A weekend in Gettysburg: A trek back in time

Senior editor Gay Nagle Myers visited the battlefields of Gettysburg National Military Park in Pennsylvania on a recent weekend. Her report follows:

y 8 a.m. on Saturday, men in blue and gray wool uniforms -- bayonets at their side, Winchester rifles shouldered and flags unfurled -- clustered at the encampment.

Aromas of strong coffee and fresh-baked bread wafted from the cook tent; cannons gleamed in the morning sun; and horses whinnied softly.

This was Gettysburg, where on three decisive, divisive days in July 1863, the biggest and bloodiest battle of the Civil War unfolded and where, 139 years later, history lives on.

The re-enactment scene I witnessed took place not on the 6,000-acre battlefield itself, but on the lawn of the National Civil War Wax Museum, just steps from budget motels, restaurants and small galleries.

Gettysburg, population 6,000, remains a shrine to the battle that took place here.

Farmhouses still stand that bear the scars of bullets and cannon shells, and Lincoln's 10-sentence Gettysburg Address is broadcast from dozens of venues each day.

For history buffs, it just doesn't get any better.

Here are some highlights:

• The park has 35 miles of avenues with guideposts and accessible pull-off lanes for cars, bikes, motorcycles, shuttle trolleys and double-decker tour buses.

More than 1,300 markers and monuments and 400 cannons pay homage to soldiers and regiments.

Hikers are permitted on marked trails. Horseback riding also is available, and park rangers conduct free walking tours frequently during the day.

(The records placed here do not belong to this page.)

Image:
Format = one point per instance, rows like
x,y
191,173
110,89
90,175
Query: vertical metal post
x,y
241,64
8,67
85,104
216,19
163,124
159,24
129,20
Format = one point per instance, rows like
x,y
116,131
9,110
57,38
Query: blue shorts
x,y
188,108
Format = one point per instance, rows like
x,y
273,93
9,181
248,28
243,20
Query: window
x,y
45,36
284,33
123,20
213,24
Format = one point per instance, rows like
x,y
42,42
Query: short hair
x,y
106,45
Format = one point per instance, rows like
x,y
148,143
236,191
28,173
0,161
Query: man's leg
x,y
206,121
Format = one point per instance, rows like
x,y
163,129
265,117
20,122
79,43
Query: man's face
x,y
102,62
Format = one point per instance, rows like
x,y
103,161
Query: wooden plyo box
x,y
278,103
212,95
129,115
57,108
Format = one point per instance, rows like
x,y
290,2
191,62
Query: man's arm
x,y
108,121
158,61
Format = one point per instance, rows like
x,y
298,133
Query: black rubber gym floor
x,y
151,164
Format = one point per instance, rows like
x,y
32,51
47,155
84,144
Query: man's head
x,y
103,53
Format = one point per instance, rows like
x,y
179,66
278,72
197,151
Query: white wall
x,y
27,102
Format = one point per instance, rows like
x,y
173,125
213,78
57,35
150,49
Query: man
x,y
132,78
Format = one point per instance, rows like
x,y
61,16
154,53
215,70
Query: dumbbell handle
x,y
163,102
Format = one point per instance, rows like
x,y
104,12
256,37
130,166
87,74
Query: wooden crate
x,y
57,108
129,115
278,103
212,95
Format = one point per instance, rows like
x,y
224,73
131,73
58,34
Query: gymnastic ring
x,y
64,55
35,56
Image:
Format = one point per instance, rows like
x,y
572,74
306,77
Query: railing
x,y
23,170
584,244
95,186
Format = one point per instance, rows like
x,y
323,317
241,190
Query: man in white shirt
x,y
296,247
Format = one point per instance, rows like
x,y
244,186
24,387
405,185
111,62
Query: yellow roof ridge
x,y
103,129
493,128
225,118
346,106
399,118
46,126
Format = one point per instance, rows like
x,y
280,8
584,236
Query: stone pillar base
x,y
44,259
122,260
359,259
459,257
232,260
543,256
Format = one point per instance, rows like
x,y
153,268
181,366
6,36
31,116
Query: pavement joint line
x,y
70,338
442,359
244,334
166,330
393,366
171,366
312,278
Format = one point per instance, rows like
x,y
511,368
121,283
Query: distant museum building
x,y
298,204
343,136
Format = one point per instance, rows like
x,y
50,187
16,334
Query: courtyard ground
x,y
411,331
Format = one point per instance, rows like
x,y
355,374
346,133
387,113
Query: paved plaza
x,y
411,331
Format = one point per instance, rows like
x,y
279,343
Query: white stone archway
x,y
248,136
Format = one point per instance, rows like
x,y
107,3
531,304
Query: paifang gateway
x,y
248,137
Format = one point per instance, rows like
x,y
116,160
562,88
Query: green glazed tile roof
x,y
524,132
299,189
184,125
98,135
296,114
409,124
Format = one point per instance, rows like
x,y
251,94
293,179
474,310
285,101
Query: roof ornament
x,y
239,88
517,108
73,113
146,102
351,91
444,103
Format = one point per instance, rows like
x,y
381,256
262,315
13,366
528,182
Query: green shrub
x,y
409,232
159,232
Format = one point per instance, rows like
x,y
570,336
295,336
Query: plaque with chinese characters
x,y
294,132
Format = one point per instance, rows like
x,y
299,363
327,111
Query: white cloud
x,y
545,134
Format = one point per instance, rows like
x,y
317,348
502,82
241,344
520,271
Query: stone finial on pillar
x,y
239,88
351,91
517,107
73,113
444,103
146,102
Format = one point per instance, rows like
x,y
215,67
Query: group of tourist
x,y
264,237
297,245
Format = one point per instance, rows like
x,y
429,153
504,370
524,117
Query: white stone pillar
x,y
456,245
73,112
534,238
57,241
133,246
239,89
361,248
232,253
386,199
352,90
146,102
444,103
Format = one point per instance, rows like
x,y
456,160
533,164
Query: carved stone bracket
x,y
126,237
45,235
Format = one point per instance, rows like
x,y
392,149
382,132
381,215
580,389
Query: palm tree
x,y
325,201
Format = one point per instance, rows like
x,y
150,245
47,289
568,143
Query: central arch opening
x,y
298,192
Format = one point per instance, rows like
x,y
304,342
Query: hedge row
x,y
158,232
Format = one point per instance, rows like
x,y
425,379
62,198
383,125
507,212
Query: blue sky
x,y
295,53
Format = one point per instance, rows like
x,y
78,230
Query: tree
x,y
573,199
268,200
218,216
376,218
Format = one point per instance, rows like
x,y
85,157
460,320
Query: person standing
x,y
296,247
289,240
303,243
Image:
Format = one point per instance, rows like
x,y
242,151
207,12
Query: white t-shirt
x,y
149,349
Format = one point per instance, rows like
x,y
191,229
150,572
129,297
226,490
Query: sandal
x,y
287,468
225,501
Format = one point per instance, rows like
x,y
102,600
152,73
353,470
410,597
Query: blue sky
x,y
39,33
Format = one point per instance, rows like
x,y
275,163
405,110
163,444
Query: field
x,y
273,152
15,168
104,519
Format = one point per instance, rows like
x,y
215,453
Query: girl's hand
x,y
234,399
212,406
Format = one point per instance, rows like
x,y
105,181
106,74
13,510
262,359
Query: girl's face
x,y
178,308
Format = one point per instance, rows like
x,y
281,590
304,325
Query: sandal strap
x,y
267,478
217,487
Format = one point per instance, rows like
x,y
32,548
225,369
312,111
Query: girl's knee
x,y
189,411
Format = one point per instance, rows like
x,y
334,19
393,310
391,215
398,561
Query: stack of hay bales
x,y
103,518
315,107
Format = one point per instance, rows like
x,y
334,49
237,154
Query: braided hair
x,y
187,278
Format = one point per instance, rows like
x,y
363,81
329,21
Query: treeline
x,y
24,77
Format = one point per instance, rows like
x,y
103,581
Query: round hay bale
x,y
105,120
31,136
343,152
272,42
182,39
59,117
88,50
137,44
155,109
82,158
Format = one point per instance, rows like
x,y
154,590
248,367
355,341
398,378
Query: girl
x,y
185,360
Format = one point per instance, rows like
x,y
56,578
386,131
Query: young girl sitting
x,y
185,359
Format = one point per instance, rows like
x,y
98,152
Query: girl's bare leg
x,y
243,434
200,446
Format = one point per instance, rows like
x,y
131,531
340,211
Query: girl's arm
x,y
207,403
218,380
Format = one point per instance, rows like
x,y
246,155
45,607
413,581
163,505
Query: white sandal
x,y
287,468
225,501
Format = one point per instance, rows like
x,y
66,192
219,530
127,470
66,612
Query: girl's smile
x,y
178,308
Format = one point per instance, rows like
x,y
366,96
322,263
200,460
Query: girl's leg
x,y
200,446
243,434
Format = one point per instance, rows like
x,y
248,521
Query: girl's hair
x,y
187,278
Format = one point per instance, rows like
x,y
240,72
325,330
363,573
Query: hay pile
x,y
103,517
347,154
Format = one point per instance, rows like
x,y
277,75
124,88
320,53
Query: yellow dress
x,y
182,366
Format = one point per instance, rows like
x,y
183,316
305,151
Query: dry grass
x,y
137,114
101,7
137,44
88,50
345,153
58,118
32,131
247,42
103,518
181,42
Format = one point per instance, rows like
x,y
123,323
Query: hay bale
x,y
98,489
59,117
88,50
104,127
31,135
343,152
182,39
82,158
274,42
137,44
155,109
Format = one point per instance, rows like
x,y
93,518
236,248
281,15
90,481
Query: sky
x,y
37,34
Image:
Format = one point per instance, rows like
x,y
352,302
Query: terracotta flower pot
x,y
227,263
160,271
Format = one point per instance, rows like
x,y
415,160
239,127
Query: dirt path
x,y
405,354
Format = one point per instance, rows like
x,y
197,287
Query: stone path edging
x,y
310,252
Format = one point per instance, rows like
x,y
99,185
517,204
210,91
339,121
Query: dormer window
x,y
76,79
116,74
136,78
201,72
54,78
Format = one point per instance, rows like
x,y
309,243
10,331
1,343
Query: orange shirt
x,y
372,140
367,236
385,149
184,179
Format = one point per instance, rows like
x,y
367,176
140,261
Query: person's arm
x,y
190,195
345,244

An 18-mile auto tour traces the three-day battle in chronological order. Motorists can rent three-hour audio tapes for $12 for a self-guided driving tour.

• Entry to the park and Visitor Center is free.

The center's exhibits lay out battle plans, detailed sketches and poignant photographs.

Many of the historical attractions, tours and museums charge modest admission fees; a $20 Visitors Pass covers entry costs for multiple attractions.

• Across from the Visitor Center is the Gettysburg Cyclorama, a round building that houses "Pickett's Charge," a 50-foot-high, 400-foot-long circular mural painted in 1884.

Admission to the building and its exhibits is free.

Entry to the Cyclorama is $3, and it is well worth it. A narrated tape describes events depicted in the mural.

• The National Cemetery dedicated by Lincoln in his Gettysburg Address is a short walk from the Visitor Center.

Plain white stones and hundreds of small, marble blocks inscribed with numbers mark the graves of the battle's unknown soldiers.

The graves radiate out in semicircles from the Soldier's National Monument, where Lincoln delivered his historic speech in 1863.

After I had taken the two-hour Battlefield Bus Tour, visited some exhibits and bought a tape of Civil War songs, I headed back into the park to watch men in gray and blue reenact artillery practice and battle maneuvers.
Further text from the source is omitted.